MP16: Health Services Research: Quality Improvement & Patient Safety I
MP16-14: Apixaban versus Enoxaparin for Post-surgical Extended Duration VTE Prophylaxis: A Prospective Quality Improvement Study
Friday, May 13, 2022
4:30 PM – 5:45 PM
Location: Room 228
Mary Westerman*, New Orleans, LA, Kelly Bree, Cheryl Mantaring, Innocent Rukundo, Martha Garcia-Gonzalez, Ashlee Lafleur, Robbie Best, Colin Dinney, Ashish Kamat, Neema Navai, Louis Pisters, Christopher Wood, Jose Karam, John Papadopoulos, Lisly Chery, Mehrad Adibi, Brian Chapin, John Ward, Curtis Pettaway, John Davis, Justin Gregg, William Graber, Thomas Smith, O. Lenaine Westney, Desiree Valle, LaShena Crump, Raji Varghese, Miguel Saucedo, Jeff Cunningham, Kelly Casteel, Surena Matin, Houston, TX
Fellow LSU Health Science Center, New Orleans - Department of Urology
Introduction: Venous thromboemobolic events (VTE) are a major cause of morbidity following abdominopelvic oncologic surgery. Enoxaparin, an injectable low molecular weight heparin, is commonly used for extended duration prophylaxis (EDP); however it has been associated with a high rate of patient non-compliance. Direct oral anticoagulants (DOACs) have not been studied in the urologic oncology post-discharge setting. In anticipation of a departmental practice change from enoxaparin to apixaban, we tested the hypothesis that apixaban was non-inferior to enoxaparin for post-operative EDP.
Methods: Following approval by the Quality Improvement Assessment Board, we prospectively collected data on all patients discharged with 28 days of EDP following urologic oncologic surgery. Enoxaparin 40mg daily and apixaban 2.5mg BID were prescribed at discharge during the baseline and intervention periods, respectively. Receipt of EDP was at the discretion of the operating surgeon.
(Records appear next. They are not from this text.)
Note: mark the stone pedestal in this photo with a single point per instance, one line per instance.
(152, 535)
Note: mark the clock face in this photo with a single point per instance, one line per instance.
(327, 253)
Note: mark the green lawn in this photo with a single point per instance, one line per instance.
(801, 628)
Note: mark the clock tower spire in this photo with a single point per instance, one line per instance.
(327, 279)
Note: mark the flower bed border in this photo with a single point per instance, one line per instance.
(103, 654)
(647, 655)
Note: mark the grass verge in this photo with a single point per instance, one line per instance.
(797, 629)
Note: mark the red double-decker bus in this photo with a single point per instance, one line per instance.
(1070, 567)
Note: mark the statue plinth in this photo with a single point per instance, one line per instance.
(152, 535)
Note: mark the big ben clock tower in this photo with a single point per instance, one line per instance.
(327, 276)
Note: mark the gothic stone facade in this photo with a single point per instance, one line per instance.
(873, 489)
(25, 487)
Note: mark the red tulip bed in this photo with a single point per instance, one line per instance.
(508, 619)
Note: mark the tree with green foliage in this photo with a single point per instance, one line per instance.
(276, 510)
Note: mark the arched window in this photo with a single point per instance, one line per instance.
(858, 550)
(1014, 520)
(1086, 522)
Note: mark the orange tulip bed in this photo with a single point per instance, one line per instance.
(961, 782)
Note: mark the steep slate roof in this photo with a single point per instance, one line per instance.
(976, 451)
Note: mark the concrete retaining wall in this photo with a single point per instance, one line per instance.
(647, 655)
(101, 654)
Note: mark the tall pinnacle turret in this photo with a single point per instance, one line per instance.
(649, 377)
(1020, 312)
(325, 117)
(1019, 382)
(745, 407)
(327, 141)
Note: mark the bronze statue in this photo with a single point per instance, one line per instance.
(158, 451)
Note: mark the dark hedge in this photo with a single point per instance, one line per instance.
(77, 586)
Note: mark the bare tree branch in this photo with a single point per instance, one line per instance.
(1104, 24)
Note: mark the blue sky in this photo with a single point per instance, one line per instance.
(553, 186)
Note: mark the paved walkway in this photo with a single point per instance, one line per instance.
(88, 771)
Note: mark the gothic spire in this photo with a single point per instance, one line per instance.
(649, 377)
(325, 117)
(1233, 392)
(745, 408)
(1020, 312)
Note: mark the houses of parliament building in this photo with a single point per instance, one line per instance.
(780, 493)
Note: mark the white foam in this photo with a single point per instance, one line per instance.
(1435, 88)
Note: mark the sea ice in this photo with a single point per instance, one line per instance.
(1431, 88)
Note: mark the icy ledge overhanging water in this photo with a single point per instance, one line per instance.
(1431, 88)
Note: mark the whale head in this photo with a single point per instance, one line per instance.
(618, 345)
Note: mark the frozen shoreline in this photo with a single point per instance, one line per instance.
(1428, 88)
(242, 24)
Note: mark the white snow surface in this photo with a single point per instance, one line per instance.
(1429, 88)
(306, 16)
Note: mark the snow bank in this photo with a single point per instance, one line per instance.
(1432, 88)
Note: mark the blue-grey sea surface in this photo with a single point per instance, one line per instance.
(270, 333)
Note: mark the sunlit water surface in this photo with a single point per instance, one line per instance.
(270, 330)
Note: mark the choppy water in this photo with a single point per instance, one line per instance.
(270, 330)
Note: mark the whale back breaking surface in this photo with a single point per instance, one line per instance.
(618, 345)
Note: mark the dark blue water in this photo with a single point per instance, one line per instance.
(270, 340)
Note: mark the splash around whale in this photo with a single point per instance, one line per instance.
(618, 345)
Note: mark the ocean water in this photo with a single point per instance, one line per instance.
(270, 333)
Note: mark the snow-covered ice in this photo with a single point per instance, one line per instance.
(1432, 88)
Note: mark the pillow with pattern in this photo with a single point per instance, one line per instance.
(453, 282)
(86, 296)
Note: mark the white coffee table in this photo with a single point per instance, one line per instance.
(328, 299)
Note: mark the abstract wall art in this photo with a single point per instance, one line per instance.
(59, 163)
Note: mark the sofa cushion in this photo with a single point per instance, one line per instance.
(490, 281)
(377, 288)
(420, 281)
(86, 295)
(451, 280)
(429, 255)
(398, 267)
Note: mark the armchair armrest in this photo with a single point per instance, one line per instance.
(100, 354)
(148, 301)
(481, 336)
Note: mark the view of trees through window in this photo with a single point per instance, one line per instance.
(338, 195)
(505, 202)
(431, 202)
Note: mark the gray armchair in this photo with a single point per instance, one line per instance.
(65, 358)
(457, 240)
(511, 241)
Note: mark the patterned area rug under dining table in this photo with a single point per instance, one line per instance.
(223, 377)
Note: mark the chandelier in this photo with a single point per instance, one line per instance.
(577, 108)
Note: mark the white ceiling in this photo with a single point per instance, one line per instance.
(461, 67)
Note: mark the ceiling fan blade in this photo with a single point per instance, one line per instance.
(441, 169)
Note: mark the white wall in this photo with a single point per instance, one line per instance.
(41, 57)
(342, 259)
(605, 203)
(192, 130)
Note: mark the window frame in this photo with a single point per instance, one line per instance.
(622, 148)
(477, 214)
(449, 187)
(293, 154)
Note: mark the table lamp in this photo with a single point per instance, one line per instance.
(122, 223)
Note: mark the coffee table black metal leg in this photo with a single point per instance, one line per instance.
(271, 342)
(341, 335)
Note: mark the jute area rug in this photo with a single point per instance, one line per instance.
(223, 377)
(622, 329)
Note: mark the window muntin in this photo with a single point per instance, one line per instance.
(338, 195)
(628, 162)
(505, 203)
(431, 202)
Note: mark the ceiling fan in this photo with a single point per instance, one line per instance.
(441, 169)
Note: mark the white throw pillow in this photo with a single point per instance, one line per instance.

Primary safety endpoint: symptomatic VTE or major bleeding event after discharge and within 30-days of surgery. Major bleed was defined according to International Society on Thrombosis and Hemostasis guidelines. We estimated events in 6.5% of enoxaparin and 4.0% of apixaban patients. Testing the null hypothesis that apixaban was non-inferior to enoxaparin with a pre-specified non-inferiority margin of = 4%, required 145 patients per group. The baseline period was set at six months based on previous discharge data. Our intervention period was defined to last until at least 145 patients were discharged on apixaban with an option to stop at 6 months for futility.
Results: 160 patients were discharged with enoxaparin during the baseline period and 158 with apixaban during the intervention period. Major complications occurred in 3.5% of the enoxaparin group (2 [1.2%] major bleeds; 3 [1.8%] DVTs) and 0.0% for apixaban (p=0.06), meeting the pre-specified non-inferiority threshold. Minor bleeding complications occurred in 4.3% (7/160) and 4.4% (7/158) for enoxaparin and apixaban respectively (p=1.0).
Conclusions: Apixaban is non-inferior to enoxaparin for EDP after urologic oncology surgery. Apixaban may have a more favorable safety profile than enoxaparin and should be offered to patients who need EDP. Based on these results, apixaban is now our departmental standard.